建築士と設計士の主な違い~転職からキャリアアップも目指せる
2024/01/26

建築士と設計士の違いは資格の有無や設計可能な建築物の規模にあります。
建築士の資格は、建物の設計や工事監理を担当する専門家に必要なものです。一級建築士は最も難易度が高く、大規模な建築物から一般住宅まで設計可能です。二級建築士は定められた規模の建築物を担当し、木造建築士は木造の建築物に特化しています。

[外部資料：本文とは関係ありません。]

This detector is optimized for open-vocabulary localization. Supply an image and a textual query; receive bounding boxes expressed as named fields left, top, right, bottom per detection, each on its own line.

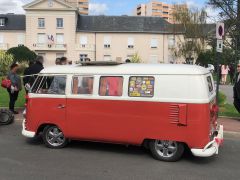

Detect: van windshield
left=31, top=76, right=66, bottom=94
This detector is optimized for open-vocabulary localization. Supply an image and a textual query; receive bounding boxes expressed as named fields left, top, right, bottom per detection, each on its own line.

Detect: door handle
left=57, top=104, right=65, bottom=109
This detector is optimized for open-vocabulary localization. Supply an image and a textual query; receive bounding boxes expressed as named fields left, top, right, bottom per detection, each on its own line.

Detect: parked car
left=22, top=62, right=223, bottom=161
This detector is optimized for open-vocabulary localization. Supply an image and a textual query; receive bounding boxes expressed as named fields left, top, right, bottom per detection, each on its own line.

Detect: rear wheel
left=0, top=109, right=14, bottom=125
left=149, top=140, right=184, bottom=161
left=43, top=125, right=68, bottom=149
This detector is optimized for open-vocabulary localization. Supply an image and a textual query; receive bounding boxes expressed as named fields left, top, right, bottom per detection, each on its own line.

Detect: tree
left=172, top=6, right=211, bottom=62
left=208, top=0, right=240, bottom=67
left=0, top=51, right=13, bottom=76
left=130, top=53, right=141, bottom=63
left=7, top=46, right=37, bottom=62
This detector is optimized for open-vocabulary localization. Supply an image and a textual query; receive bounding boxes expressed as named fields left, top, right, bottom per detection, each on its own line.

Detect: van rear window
left=207, top=76, right=213, bottom=92
left=99, top=76, right=123, bottom=96
left=128, top=76, right=155, bottom=97
left=31, top=76, right=66, bottom=95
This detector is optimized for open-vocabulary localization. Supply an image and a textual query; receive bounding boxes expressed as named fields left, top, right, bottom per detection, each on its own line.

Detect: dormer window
left=0, top=18, right=5, bottom=26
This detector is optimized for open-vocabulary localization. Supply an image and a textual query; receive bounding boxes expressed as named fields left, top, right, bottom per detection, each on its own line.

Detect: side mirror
left=24, top=83, right=31, bottom=91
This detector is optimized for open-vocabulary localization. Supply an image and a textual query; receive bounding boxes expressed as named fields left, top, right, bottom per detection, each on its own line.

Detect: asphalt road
left=0, top=121, right=240, bottom=180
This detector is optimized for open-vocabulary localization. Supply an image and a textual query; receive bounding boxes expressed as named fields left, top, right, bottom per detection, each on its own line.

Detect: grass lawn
left=0, top=86, right=25, bottom=107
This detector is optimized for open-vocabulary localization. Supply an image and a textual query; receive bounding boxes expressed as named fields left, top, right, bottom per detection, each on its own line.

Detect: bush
left=0, top=51, right=13, bottom=76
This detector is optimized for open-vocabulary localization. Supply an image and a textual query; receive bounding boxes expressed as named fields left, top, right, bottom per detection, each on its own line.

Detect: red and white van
left=22, top=63, right=223, bottom=161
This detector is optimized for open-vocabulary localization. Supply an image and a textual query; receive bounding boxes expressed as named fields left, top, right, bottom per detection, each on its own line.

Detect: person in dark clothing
left=7, top=63, right=22, bottom=114
left=23, top=61, right=34, bottom=93
left=233, top=63, right=240, bottom=113
left=229, top=64, right=235, bottom=84
left=24, top=56, right=44, bottom=87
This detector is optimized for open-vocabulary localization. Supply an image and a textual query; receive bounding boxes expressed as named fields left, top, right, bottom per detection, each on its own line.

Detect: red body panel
left=27, top=98, right=210, bottom=148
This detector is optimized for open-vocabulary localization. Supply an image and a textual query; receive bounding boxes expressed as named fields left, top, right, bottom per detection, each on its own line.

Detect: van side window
left=128, top=76, right=155, bottom=97
left=207, top=76, right=213, bottom=92
left=99, top=76, right=123, bottom=96
left=72, top=76, right=93, bottom=94
left=32, top=76, right=66, bottom=95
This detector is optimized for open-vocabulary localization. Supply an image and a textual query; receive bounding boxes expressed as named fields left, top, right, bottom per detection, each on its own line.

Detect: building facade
left=63, top=0, right=89, bottom=15
left=0, top=0, right=186, bottom=65
left=134, top=0, right=187, bottom=23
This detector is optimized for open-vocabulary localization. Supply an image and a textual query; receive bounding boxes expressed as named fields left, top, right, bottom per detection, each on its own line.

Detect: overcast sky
left=0, top=0, right=216, bottom=21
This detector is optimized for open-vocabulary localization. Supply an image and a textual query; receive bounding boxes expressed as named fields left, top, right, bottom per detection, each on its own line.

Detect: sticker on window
left=128, top=76, right=155, bottom=97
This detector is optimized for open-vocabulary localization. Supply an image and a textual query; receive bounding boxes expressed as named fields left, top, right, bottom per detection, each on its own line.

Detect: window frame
left=70, top=74, right=96, bottom=96
left=97, top=75, right=124, bottom=97
left=0, top=18, right=6, bottom=27
left=150, top=38, right=158, bottom=49
left=56, top=18, right=64, bottom=29
left=128, top=76, right=156, bottom=98
left=38, top=18, right=45, bottom=29
left=30, top=74, right=68, bottom=96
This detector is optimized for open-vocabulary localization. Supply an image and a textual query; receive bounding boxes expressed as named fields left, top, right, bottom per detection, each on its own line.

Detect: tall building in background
left=64, top=0, right=89, bottom=15
left=134, top=1, right=187, bottom=23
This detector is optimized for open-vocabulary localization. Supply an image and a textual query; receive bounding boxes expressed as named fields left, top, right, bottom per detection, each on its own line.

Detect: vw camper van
left=22, top=62, right=223, bottom=161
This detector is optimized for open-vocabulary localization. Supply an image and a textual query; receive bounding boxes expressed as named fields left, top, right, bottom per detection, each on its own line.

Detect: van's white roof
left=40, top=63, right=209, bottom=75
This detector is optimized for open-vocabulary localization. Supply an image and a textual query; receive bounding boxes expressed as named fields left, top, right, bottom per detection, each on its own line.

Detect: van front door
left=29, top=75, right=66, bottom=132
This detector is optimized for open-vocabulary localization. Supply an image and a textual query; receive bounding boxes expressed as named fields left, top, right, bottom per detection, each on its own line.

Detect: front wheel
left=43, top=126, right=68, bottom=149
left=149, top=140, right=184, bottom=162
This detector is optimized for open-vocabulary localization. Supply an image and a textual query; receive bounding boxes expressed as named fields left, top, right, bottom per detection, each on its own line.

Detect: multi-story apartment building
left=134, top=0, right=187, bottom=23
left=63, top=0, right=89, bottom=15
left=0, top=0, right=203, bottom=65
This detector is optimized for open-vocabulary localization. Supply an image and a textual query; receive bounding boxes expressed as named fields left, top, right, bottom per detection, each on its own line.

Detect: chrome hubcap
left=46, top=127, right=65, bottom=146
left=155, top=140, right=177, bottom=158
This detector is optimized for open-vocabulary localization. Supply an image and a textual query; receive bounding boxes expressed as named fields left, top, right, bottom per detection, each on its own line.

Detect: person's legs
left=233, top=99, right=240, bottom=113
left=8, top=90, right=18, bottom=112
left=8, top=89, right=14, bottom=112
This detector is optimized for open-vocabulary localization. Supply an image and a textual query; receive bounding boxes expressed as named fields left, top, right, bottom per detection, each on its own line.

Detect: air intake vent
left=169, top=104, right=187, bottom=126
left=169, top=104, right=179, bottom=124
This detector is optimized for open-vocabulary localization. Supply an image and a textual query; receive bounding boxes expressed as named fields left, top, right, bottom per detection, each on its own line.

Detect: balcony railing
left=76, top=44, right=96, bottom=51
left=0, top=43, right=8, bottom=50
left=33, top=43, right=67, bottom=51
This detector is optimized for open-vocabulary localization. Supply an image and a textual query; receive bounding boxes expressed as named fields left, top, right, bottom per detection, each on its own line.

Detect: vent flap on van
left=169, top=104, right=187, bottom=126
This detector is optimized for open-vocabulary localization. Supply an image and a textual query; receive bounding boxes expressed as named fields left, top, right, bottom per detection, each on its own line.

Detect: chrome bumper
left=191, top=125, right=223, bottom=157
left=22, top=119, right=36, bottom=138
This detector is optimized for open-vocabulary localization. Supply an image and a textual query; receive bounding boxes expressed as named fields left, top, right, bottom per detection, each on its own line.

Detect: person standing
left=233, top=63, right=240, bottom=113
left=7, top=63, right=22, bottom=114
left=229, top=64, right=235, bottom=84
left=221, top=64, right=229, bottom=84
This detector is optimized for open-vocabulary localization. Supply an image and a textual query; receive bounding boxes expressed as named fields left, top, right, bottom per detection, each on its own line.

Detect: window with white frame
left=56, top=33, right=64, bottom=47
left=37, top=33, right=47, bottom=44
left=57, top=18, right=63, bottom=28
left=0, top=34, right=4, bottom=44
left=17, top=33, right=25, bottom=46
left=104, top=36, right=111, bottom=48
left=56, top=53, right=64, bottom=58
left=0, top=18, right=5, bottom=26
left=128, top=37, right=134, bottom=49
left=79, top=54, right=88, bottom=62
left=103, top=55, right=112, bottom=61
left=149, top=55, right=158, bottom=64
left=38, top=18, right=45, bottom=28
left=151, top=38, right=158, bottom=48
left=168, top=35, right=175, bottom=48
left=80, top=36, right=88, bottom=47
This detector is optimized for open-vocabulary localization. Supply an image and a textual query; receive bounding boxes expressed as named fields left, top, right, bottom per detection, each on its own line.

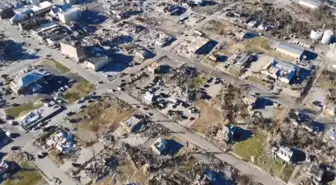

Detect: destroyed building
left=46, top=130, right=76, bottom=153
left=10, top=71, right=46, bottom=94
left=120, top=115, right=144, bottom=132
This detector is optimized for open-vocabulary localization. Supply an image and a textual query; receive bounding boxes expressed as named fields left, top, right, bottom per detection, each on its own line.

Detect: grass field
left=64, top=79, right=95, bottom=103
left=6, top=102, right=43, bottom=118
left=191, top=100, right=223, bottom=134
left=43, top=60, right=70, bottom=73
left=233, top=131, right=293, bottom=182
left=2, top=153, right=46, bottom=185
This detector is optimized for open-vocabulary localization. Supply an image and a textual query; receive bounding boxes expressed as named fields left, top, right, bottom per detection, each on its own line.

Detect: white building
left=58, top=7, right=81, bottom=24
left=85, top=56, right=111, bottom=71
left=276, top=147, right=293, bottom=163
left=321, top=30, right=334, bottom=44
left=31, top=1, right=53, bottom=15
left=46, top=131, right=76, bottom=153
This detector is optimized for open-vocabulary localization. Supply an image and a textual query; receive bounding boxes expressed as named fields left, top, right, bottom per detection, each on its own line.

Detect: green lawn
left=6, top=102, right=43, bottom=118
left=3, top=162, right=45, bottom=185
left=233, top=131, right=294, bottom=182
left=64, top=79, right=95, bottom=103
left=44, top=60, right=70, bottom=73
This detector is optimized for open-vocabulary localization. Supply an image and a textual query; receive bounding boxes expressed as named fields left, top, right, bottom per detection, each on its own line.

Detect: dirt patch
left=191, top=100, right=223, bottom=135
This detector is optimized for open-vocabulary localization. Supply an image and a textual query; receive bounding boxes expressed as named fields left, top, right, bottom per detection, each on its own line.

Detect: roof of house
left=15, top=71, right=44, bottom=87
left=85, top=56, right=109, bottom=64
left=299, top=0, right=321, bottom=7
left=278, top=43, right=305, bottom=56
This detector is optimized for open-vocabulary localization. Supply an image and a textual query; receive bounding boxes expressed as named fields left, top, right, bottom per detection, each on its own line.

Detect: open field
left=74, top=100, right=135, bottom=142
left=6, top=102, right=43, bottom=118
left=2, top=154, right=47, bottom=185
left=64, top=79, right=95, bottom=103
left=43, top=60, right=70, bottom=73
left=233, top=131, right=294, bottom=182
left=191, top=100, right=223, bottom=134
left=95, top=157, right=149, bottom=185
left=201, top=20, right=240, bottom=36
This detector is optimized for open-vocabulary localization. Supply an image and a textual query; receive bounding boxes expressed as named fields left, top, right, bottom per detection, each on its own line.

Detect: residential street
left=0, top=15, right=290, bottom=185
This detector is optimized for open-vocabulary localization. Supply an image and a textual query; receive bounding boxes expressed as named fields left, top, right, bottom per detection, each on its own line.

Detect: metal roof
left=18, top=72, right=44, bottom=87
left=278, top=43, right=305, bottom=56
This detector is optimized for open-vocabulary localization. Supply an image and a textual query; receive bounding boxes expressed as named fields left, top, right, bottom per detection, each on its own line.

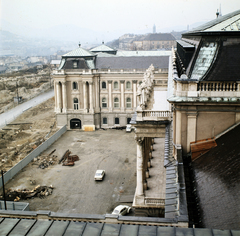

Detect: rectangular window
left=73, top=61, right=77, bottom=68
left=115, top=117, right=119, bottom=125
left=74, top=103, right=78, bottom=110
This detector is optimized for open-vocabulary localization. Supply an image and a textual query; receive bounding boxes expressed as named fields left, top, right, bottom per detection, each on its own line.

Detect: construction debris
left=63, top=155, right=79, bottom=166
left=33, top=149, right=57, bottom=169
left=58, top=150, right=79, bottom=166
left=58, top=150, right=71, bottom=164
left=0, top=185, right=54, bottom=202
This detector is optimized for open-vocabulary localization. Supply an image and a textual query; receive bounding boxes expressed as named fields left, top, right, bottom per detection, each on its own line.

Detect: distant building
left=131, top=33, right=176, bottom=50
left=53, top=44, right=170, bottom=130
left=153, top=24, right=156, bottom=34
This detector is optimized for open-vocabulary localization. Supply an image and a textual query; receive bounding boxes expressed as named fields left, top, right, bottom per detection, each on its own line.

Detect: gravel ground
left=5, top=130, right=136, bottom=214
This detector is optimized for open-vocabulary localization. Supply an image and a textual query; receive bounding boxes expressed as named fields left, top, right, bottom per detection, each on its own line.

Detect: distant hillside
left=0, top=30, right=76, bottom=57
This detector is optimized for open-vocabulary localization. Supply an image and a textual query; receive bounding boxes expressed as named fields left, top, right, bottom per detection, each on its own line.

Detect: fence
left=0, top=125, right=67, bottom=187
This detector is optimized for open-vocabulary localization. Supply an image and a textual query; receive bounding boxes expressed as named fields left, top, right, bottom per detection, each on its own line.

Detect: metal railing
left=145, top=197, right=165, bottom=206
left=0, top=125, right=67, bottom=188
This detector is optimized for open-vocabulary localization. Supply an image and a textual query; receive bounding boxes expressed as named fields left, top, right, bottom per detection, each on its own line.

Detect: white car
left=126, top=125, right=132, bottom=133
left=94, top=170, right=105, bottom=180
left=112, top=205, right=132, bottom=216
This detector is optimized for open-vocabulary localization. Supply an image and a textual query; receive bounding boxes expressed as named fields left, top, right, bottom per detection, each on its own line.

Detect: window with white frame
left=103, top=117, right=107, bottom=125
left=73, top=98, right=78, bottom=110
left=73, top=61, right=78, bottom=68
left=115, top=117, right=119, bottom=125
left=113, top=81, right=118, bottom=89
left=102, top=98, right=107, bottom=107
left=126, top=98, right=132, bottom=108
left=126, top=81, right=131, bottom=89
left=102, top=81, right=107, bottom=89
left=114, top=98, right=119, bottom=108
left=73, top=82, right=78, bottom=89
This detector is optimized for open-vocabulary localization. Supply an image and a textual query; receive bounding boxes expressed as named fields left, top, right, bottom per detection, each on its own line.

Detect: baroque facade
left=168, top=10, right=240, bottom=156
left=53, top=44, right=170, bottom=131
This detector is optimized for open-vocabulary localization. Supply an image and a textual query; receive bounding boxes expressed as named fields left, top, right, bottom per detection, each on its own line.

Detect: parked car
left=112, top=205, right=132, bottom=216
left=94, top=170, right=105, bottom=180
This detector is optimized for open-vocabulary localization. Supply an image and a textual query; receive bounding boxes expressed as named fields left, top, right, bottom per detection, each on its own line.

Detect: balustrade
left=197, top=82, right=238, bottom=91
left=143, top=110, right=170, bottom=117
left=145, top=197, right=165, bottom=206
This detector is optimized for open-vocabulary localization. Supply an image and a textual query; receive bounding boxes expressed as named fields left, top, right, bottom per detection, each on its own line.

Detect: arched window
left=126, top=98, right=132, bottom=108
left=115, top=117, right=119, bottom=125
left=103, top=117, right=107, bottom=125
left=126, top=81, right=131, bottom=89
left=73, top=82, right=78, bottom=89
left=102, top=81, right=107, bottom=89
left=114, top=98, right=119, bottom=108
left=102, top=98, right=107, bottom=107
left=73, top=98, right=78, bottom=110
left=113, top=81, right=118, bottom=89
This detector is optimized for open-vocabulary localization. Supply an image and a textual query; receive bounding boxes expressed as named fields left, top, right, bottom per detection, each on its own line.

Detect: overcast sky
left=0, top=0, right=240, bottom=41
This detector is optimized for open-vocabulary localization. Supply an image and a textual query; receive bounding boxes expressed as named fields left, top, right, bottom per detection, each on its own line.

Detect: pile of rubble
left=33, top=149, right=57, bottom=169
left=58, top=150, right=79, bottom=166
left=0, top=185, right=54, bottom=202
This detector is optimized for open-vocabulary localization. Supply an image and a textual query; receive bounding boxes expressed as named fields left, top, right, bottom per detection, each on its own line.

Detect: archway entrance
left=70, top=119, right=82, bottom=129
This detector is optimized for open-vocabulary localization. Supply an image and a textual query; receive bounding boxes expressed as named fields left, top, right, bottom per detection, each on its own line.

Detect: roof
left=90, top=43, right=117, bottom=52
left=192, top=125, right=240, bottom=229
left=97, top=50, right=171, bottom=58
left=51, top=60, right=61, bottom=65
left=0, top=218, right=240, bottom=236
left=96, top=56, right=169, bottom=69
left=143, top=33, right=176, bottom=41
left=177, top=40, right=195, bottom=48
left=62, top=47, right=96, bottom=57
left=186, top=10, right=240, bottom=34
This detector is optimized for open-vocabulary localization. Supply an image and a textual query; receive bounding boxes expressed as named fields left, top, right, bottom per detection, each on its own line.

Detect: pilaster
left=108, top=80, right=112, bottom=112
left=135, top=137, right=144, bottom=205
left=62, top=81, right=67, bottom=113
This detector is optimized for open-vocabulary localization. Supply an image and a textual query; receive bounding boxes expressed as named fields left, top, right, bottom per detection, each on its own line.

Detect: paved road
left=0, top=89, right=54, bottom=128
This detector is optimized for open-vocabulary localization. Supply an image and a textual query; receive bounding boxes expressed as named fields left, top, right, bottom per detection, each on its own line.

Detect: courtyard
left=5, top=130, right=136, bottom=214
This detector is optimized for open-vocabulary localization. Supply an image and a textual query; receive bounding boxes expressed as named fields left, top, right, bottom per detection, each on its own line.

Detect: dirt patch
left=0, top=98, right=58, bottom=171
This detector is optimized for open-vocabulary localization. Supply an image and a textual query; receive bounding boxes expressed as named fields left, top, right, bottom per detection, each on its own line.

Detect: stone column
left=187, top=112, right=197, bottom=152
left=108, top=80, right=112, bottom=112
left=56, top=82, right=62, bottom=113
left=120, top=80, right=125, bottom=112
left=135, top=137, right=144, bottom=196
left=83, top=81, right=88, bottom=113
left=95, top=78, right=100, bottom=112
left=133, top=80, right=137, bottom=108
left=176, top=111, right=182, bottom=145
left=89, top=82, right=93, bottom=113
left=62, top=81, right=67, bottom=113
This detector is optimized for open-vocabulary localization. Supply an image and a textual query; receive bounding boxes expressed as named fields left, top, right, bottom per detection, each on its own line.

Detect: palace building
left=53, top=43, right=171, bottom=131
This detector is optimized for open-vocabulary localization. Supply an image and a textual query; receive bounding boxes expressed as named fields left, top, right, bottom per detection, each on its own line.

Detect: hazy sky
left=0, top=0, right=240, bottom=38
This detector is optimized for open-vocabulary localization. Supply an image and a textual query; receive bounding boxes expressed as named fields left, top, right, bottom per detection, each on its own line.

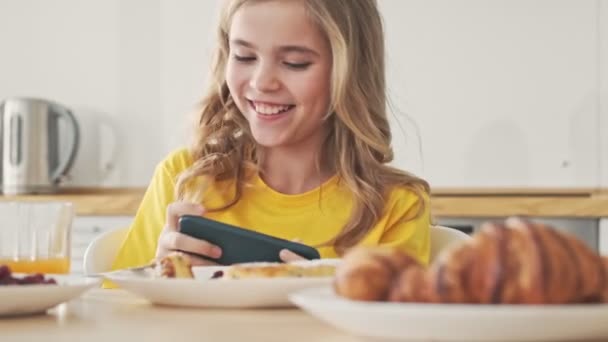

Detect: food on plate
left=215, top=262, right=335, bottom=279
left=155, top=252, right=194, bottom=278
left=334, top=218, right=608, bottom=304
left=0, top=265, right=57, bottom=286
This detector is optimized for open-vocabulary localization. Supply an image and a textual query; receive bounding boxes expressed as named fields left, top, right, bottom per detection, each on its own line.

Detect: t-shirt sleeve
left=379, top=190, right=431, bottom=265
left=112, top=155, right=176, bottom=270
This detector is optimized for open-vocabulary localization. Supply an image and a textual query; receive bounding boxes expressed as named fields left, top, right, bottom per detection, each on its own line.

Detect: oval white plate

対照的に、設計士は国家資格が不要で、建築士をサポートする役割です。業務には施主との打ち合わせ、小規模な木造建築物の設計、建築士の補佐が含まれます。
建物の設計・工事管理を行う建築士の資格
建築士とは、建物の設計や工事監理を独占業務としている職種です。建築士として働くには、建築士試験を受検して資格を取得しなければなりません。建築士試験にも3つの種類があり、資格によって業務で扱える建築物の規模が変わってきます。
一級建築士
一級建築士は、国土交通省から認可を受けており、建築士試験の中で最も難易度が高い資格です。他の2つの資格より難易度が高い分、設計・工事に制限がなく大きい建築物から一般住宅など規模が小さい建築物まで、幅広いプロジェクトに参加できます。
一級建築士は、500㎡ある建築物や高さ13m、または軒の高さが9m以上の建築物の設計が可能です。そのためマンションやビルなどの高層建築物は、一級建築士でなければ携われません。
また、一級建築士は受験資格があり、二級建築士として4年以上の実務経験、または建築の指定科目を履修した上で実務経験を積んでいる方のみ受験できます。
二級建築士
二級建築士は、都道府県知事から認可を受けている資格で定められた規模の建築物でなければ設計できません。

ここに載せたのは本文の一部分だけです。